For a while he stamped round his quarters in the barracks, mouthing the name Phrygillos and finding it unpleasant and cold. He felt certain that Livia was being made to marry this merchant because of his money. He could only remember her as his little golden-haired playmate and hated to think that she would be sent to Egypt or even Athens, into the house of a busy and no doubt elderly merchant.
When he went to his father’s quarters to complain, the Tribune smiled sadly and said, ‘Life has been a pleasant holiday for you until now, my son.
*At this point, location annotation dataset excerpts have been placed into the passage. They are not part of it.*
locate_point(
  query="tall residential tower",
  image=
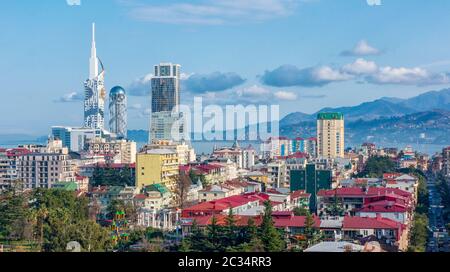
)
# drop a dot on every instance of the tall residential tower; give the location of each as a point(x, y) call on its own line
point(330, 135)
point(95, 92)
point(118, 112)
point(166, 122)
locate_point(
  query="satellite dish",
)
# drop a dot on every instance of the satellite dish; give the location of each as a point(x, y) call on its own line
point(73, 247)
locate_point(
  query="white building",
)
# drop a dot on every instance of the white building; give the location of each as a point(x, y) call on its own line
point(117, 151)
point(95, 94)
point(42, 169)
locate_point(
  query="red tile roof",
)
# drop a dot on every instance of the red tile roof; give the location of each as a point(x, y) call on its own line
point(300, 194)
point(360, 192)
point(242, 221)
point(220, 205)
point(384, 206)
point(355, 222)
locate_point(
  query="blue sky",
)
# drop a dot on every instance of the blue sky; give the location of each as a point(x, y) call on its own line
point(301, 54)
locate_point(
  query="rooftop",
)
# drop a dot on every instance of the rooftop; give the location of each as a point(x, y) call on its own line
point(330, 116)
point(335, 247)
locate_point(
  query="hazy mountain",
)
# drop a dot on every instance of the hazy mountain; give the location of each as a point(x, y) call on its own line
point(294, 118)
point(384, 107)
point(429, 127)
point(429, 101)
point(371, 110)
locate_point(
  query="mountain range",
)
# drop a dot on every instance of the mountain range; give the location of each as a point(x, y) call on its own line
point(424, 119)
point(383, 107)
point(421, 119)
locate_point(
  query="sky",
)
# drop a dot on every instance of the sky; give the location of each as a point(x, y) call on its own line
point(301, 54)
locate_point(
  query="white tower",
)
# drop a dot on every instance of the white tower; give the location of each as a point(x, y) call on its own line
point(95, 92)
But today you have learned that in this world we must all suffer so that the fortunes of our family shall grow.’
Marcus said, ‘Are you prepared to sell Livia to this merchant so that my stepmother shall have villas and horses to boast of? ‘
Ostorius Volusenus put his great brown hand on top of his son’s hand firmly and said, ‘Marcus, you and I are much alike, although I have never said this to you before in case I offended you. But in some ways we are not true Romans of the old patrician breed. We are of Spain, my son, where a man sets courtesy and good living above ambition. But your stepmother can claim ancient Brutus as an ancestor. She sees life differently from us. We must abide by what has been arranged.’